After escaping severe family abuse, I was left suffering from devastating panic and anxiety attacks, depression and severe anxiety. The thing which I credit with giving me the only stability that I have ever known living for years in an amazing, large, beautiful flat with a wonderful housing association that I largely credit for saving my mental health and life. I count it as a family member, it is the only stability that I have ever known.

I count it as the best thing that ever happened to me (even people with mortgages want a place like this) however, I have to leave because the university I attend is in another city and I am very academic (I got all As at GCSE) and absolutely cannot stay in non-graduate minimum wage jobs for the rest of my life. It’s driving me insane.
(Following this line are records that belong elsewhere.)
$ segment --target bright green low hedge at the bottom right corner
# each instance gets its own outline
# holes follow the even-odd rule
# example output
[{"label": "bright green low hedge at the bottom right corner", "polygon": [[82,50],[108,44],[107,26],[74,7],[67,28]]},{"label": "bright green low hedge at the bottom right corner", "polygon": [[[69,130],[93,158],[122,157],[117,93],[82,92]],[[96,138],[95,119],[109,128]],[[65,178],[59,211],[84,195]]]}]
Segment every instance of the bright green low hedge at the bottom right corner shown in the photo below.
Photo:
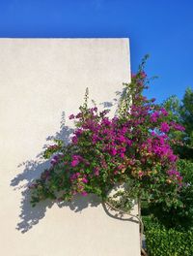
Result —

I thought I would be able to do university with the commute and work to hang onto it but by university is in another city in which there are no Home swap properties (for the last 6 months and I needed to move now) and time-wise it doesn’t work in the second year.

I realise this may be a very stupid decision as I was homeless/living in refuges before then (I have no contact with my dad who abused me and my mum who passed away, so I am essentially giving up ALL my security.
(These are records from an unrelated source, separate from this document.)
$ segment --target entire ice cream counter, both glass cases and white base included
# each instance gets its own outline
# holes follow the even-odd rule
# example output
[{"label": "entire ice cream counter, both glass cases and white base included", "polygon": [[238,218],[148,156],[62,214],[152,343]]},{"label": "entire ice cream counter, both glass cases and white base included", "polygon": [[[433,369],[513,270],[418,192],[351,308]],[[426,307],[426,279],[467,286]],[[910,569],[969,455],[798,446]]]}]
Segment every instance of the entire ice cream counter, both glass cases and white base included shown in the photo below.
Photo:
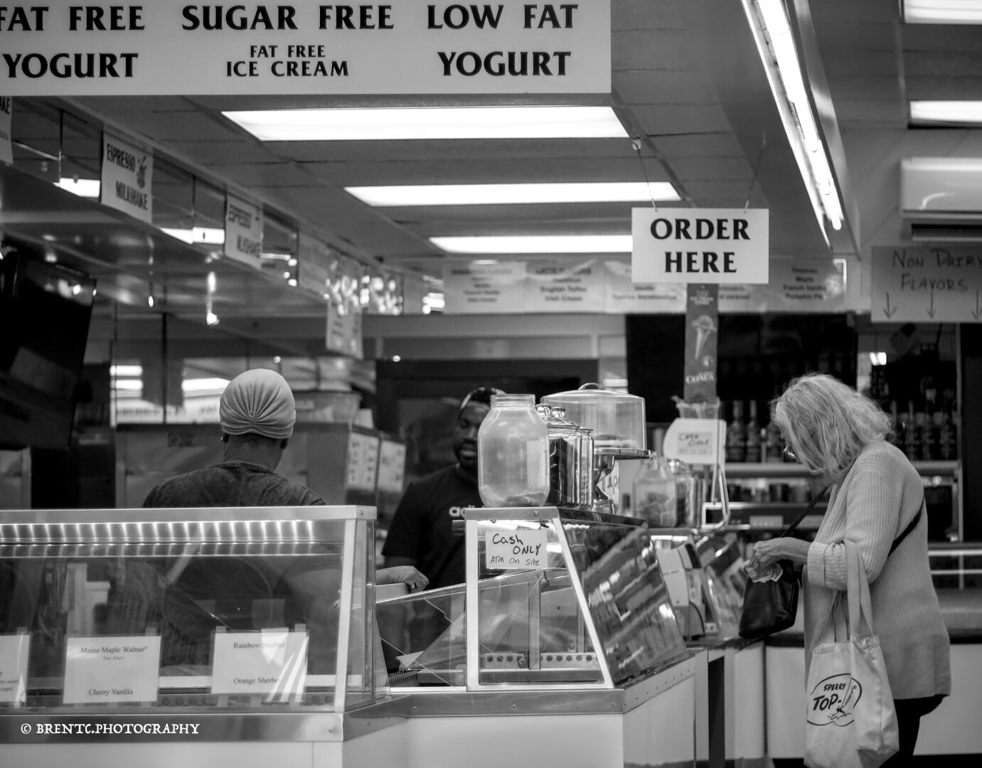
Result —
[{"label": "entire ice cream counter, both glass cases and white base included", "polygon": [[373,526],[359,507],[0,514],[3,764],[695,759],[706,654],[646,523],[468,510],[466,582],[377,605]]}]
However, this is the only way to continue with my university studies and hence my life.

I am so much happier and more fulfilled with other students and in graduate-related careers. I have mainly worked in catering up until now, purely to keep my flat, but I'm in my late 20s and it doesn't suit me (or actually my panic and anxiety) at all and I must continue with my studies.
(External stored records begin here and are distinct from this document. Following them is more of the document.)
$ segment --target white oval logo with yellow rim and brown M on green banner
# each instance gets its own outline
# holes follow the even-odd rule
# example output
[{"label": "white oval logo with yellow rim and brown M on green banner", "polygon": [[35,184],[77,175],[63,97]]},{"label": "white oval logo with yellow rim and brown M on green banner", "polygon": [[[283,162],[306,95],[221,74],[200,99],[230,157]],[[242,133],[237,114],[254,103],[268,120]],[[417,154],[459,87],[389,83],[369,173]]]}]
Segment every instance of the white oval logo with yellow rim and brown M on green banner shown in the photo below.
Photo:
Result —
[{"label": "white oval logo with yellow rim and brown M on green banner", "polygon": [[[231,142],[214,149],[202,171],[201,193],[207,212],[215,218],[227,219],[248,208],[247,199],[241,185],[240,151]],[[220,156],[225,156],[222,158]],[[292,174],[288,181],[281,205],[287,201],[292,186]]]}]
Like I said, I've tried to do Homeswap but there aren't any closeby and I have asked my landlord if they could intervene and find me something there but the Housing Association doesn't do housing there, so I'd have to go back to the council list and as I'm not technically homeless now this would be too difficult/long.

I trust the private landlord and she is really nice but I am so worried about giving up this security and going over to the private sector, especially with the way that the world is headed, my mental precariousness and life instability.

It is truly a beautiful property, but I can’t give up on my degree and future.

Anyone still think this is a crazy decision??

I have severe anxiety and depression and most private landlords will not take benefits should I ever have to claim them and obviously I have no family to fall back on.

It’s SUCH a difficult decision.

Any input appreciated.

Comments

  • Matilda
    Matilda Community member Posts: 2,593 Disability Gamechanger
    edited December 2017
    @Angelic89

    This is a truly terrible dilemma for you!  You really do have my sympathy.  I suggest that you list the pros and cons of each option.

    Is it really too difficult to stay in your flat and manage the commute to uni?  Could you possibly hang on until the end of this academic year and then take an intermission for a year during which time you might find a HomeSwap?
  • Geoark
    Geoark Community member Posts: 1,463 Disability Gamechanger
    Hello @Angelic89 and welcome to the community.

    I have thought hard about this and wondered what my advice to my daughter would be if this came up. It is not a crazy decision.

    Life is about taking risks and opportunities as they present themselves. While I understand your dilemma with your flat it sounds like going to university would also be a break from the security the flat has been to you  when you needed it most. But it also sound like it could become a hinderence in the future. 

    By making the break now once you have finished your course you are free to chase your ambitions where ever they may present themselves in the UK. 

    Going to university was one of the best decisions my daughter made and was the push she needed to make the transition between childhood and adulthood. While she came home at each holiday she grew an awful lot in those three years. She overcame many of the obstacles she faced as an autistic young person and went on to get a job she loves.

    Earlier in the process I might have suggested looking for a degree level apprenticeship, but as this is the opportunity which presented itself I would say go for it and I wish you well in your studies and future.

    As an individual I stood alone.
    As a member of a group I did things.
    As part of a community I helped to create change!